Matched pairs of Hopf algebras and Rota-Baxter Hopf algebras
Shukun Wang
TL;DR
The paper develops a structural bridge between weight-$-1$ Rota-Baxter Hopf algebras and matched pairs of Hopf algebras. It shows that any RB Hopf algebra $(H,B)$ with weight $-1$ induces a matched pair $(H_+,H_-,\rhd,\vartriangleleft)$ via $H_+=\operatorname{Im}B$ and $H_- = \operatorname{Im}\widetilde{B}$, and forms the double cross product. It then introduces projection homomorphism pairs on matched pairs, proving they yield RB Hopf algebras of weight $-1$, and demonstrates that the RB structure on a given $(H,B)$ gives rise to a projection pair $(C,\widetilde{C})$ whose images carry RB Hopf algebra structures isomorphic to $(H,B)$ and related descriptions to the descendant $(H_B,B)$. The results unify RB Hopf algebras, matched pairs, and projection concepts, extending prior work and offering a cohesive framework for exploring descendant and image-based RB structures.
Abstract
In this paper, we first study Rota-Baxter Hopf algebras of weight $-1$ and construct a matched pair of Hopf algebras on every Rota-Baxter Hopf algebra of weight $-1$. Then we propose the notion of projection homomorphism pairs on a matched pair of Hopf algebras, and show that every projection homomorphism pair $(C,\wtd{C})$ induces a Rota-Baxter Hopf algebra.
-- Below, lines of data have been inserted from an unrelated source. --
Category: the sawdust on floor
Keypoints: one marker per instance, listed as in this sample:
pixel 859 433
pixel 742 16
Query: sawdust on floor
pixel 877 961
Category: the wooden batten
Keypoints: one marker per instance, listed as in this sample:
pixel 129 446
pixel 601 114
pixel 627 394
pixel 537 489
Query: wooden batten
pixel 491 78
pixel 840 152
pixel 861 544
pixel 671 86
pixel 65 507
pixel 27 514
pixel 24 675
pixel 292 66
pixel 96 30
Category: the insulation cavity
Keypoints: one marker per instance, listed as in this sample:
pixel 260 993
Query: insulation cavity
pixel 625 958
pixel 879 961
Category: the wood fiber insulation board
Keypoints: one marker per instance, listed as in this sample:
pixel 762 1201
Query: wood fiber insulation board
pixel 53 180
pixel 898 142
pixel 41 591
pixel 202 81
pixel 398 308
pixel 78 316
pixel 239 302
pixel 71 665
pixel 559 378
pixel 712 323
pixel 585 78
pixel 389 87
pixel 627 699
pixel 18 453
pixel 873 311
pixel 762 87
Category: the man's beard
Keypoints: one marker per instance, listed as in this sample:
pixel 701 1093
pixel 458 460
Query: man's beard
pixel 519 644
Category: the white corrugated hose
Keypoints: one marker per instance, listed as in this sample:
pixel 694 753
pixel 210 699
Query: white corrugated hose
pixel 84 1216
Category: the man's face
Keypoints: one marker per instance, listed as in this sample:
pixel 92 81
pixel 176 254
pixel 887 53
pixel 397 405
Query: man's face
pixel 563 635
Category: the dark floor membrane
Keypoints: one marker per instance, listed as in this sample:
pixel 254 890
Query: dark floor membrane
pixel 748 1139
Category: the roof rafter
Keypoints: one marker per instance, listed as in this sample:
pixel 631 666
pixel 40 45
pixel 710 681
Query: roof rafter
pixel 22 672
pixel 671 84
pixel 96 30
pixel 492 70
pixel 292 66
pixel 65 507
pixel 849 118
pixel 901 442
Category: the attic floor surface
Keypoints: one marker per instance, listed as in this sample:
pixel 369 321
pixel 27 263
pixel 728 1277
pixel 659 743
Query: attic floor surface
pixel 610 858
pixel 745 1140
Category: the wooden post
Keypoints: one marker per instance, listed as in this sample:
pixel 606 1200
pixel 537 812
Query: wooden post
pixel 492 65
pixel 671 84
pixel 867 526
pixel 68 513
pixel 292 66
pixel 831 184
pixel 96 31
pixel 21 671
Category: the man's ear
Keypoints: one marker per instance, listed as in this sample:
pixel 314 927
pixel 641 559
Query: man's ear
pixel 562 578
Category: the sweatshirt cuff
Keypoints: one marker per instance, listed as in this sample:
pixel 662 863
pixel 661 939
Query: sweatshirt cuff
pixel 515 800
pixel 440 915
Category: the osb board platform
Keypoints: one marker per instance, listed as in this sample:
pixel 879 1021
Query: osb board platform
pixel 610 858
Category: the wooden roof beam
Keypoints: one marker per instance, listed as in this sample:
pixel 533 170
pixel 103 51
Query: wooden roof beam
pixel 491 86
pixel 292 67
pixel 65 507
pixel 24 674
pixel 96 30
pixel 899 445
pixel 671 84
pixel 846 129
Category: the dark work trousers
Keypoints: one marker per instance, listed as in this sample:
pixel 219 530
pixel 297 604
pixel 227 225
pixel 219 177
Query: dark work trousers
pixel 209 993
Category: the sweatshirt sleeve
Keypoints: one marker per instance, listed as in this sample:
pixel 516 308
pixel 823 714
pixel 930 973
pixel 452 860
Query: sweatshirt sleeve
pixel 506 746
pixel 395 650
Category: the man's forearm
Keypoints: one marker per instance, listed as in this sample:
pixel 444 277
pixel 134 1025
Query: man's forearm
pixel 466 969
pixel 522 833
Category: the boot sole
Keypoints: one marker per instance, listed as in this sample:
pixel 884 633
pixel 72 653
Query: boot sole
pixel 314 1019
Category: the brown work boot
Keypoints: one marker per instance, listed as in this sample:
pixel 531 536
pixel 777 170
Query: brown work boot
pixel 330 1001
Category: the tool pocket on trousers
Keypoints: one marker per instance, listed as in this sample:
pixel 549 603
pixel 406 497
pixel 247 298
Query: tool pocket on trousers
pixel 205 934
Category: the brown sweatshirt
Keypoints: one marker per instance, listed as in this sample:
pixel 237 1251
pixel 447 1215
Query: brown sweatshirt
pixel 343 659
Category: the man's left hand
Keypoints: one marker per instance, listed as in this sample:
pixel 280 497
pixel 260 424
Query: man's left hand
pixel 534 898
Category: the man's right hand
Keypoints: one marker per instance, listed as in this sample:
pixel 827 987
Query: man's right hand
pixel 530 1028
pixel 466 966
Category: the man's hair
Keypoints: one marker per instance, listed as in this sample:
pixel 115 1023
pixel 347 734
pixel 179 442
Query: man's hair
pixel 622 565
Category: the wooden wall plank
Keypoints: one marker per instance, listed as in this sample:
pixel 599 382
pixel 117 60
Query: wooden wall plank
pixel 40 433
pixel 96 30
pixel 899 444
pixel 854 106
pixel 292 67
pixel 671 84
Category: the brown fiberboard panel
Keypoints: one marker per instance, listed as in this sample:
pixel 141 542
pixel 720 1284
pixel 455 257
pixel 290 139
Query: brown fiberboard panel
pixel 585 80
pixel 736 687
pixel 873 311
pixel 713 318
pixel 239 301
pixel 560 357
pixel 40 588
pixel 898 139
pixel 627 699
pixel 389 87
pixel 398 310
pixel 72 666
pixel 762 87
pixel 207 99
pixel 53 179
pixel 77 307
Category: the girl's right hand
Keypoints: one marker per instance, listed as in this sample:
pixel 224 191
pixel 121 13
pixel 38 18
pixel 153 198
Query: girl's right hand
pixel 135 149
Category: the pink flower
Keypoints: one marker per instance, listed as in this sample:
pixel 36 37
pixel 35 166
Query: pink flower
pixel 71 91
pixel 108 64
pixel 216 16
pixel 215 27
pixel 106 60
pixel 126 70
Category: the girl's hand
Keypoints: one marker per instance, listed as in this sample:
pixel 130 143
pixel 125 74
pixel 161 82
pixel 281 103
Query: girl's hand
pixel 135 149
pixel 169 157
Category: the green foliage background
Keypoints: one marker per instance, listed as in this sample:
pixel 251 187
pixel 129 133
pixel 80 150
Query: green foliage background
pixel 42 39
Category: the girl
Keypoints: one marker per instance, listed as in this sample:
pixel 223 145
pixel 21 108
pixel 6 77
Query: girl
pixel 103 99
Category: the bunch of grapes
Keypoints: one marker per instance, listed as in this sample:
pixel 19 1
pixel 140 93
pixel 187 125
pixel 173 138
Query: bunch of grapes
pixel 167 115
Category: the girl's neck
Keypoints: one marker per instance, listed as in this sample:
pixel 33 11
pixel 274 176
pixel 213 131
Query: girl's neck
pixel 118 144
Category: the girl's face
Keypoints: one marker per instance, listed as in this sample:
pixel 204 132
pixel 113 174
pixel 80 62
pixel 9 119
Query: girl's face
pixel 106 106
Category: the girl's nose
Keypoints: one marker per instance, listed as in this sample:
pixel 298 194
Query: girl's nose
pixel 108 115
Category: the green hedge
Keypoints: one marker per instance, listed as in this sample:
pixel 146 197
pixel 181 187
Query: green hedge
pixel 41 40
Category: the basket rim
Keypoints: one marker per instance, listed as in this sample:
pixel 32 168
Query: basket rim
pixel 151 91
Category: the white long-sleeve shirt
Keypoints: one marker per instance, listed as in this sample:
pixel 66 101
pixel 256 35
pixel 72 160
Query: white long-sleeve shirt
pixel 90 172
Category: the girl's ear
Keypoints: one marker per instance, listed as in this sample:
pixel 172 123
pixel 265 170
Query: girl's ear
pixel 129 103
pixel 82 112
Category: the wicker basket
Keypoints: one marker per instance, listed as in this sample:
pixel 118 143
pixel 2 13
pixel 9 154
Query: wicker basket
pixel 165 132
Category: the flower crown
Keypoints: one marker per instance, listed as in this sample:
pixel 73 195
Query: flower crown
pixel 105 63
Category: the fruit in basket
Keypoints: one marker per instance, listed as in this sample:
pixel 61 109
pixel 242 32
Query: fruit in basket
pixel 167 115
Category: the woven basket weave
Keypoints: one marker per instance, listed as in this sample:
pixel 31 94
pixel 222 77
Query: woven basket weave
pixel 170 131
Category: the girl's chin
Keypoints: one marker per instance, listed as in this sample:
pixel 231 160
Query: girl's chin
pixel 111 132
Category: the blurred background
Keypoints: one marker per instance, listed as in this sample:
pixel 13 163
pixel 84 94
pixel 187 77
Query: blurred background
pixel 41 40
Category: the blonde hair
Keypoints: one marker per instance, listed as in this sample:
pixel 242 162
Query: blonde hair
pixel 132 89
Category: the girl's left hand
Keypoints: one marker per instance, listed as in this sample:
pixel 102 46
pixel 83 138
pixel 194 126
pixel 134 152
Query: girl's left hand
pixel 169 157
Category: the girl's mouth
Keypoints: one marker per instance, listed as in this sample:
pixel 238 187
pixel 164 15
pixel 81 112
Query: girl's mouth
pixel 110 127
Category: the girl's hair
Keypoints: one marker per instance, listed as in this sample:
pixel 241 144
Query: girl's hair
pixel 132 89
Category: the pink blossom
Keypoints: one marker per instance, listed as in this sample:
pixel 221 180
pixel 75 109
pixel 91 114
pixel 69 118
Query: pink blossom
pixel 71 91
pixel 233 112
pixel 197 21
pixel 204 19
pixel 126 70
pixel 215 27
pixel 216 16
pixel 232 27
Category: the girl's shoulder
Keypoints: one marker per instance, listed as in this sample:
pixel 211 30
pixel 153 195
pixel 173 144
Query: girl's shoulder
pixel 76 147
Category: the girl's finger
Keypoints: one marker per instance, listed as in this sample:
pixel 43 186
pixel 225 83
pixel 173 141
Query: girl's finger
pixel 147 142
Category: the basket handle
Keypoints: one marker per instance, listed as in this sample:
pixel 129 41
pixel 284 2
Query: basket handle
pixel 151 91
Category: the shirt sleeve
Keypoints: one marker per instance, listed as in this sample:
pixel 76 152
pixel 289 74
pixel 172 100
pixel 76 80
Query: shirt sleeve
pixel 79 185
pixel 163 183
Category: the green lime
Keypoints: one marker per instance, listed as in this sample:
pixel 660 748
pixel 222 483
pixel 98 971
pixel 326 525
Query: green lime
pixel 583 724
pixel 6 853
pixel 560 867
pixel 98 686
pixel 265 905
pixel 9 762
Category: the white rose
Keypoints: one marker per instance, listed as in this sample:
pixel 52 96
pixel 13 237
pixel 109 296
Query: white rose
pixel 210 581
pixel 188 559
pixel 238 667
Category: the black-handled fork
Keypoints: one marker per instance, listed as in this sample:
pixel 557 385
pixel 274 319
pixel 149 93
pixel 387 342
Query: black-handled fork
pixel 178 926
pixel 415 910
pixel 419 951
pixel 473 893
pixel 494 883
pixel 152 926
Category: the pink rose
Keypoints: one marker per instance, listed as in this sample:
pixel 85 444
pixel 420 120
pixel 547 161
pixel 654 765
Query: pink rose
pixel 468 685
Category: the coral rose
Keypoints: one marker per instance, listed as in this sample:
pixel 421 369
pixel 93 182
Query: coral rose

Conversely, we prove that the matched pair of Hopf algebras on a Rota-Baxter Hopf algebra of weight $-1$ $(H,B)$ gives rise to a projection homomorphism pair $(C,\wtd{C})$. Furthermore, we study the Rota-Baxter Hopf algebra structure on $\im C$ that is Rota-Baxter isomorphic to $(H,B)$, and investigate the relationship between the Rota-Baxter Hopf algebra structure on $\im \wtd{C}$ and the descendent Rota-Baxter Hopf algebra $(H_{B},B)$.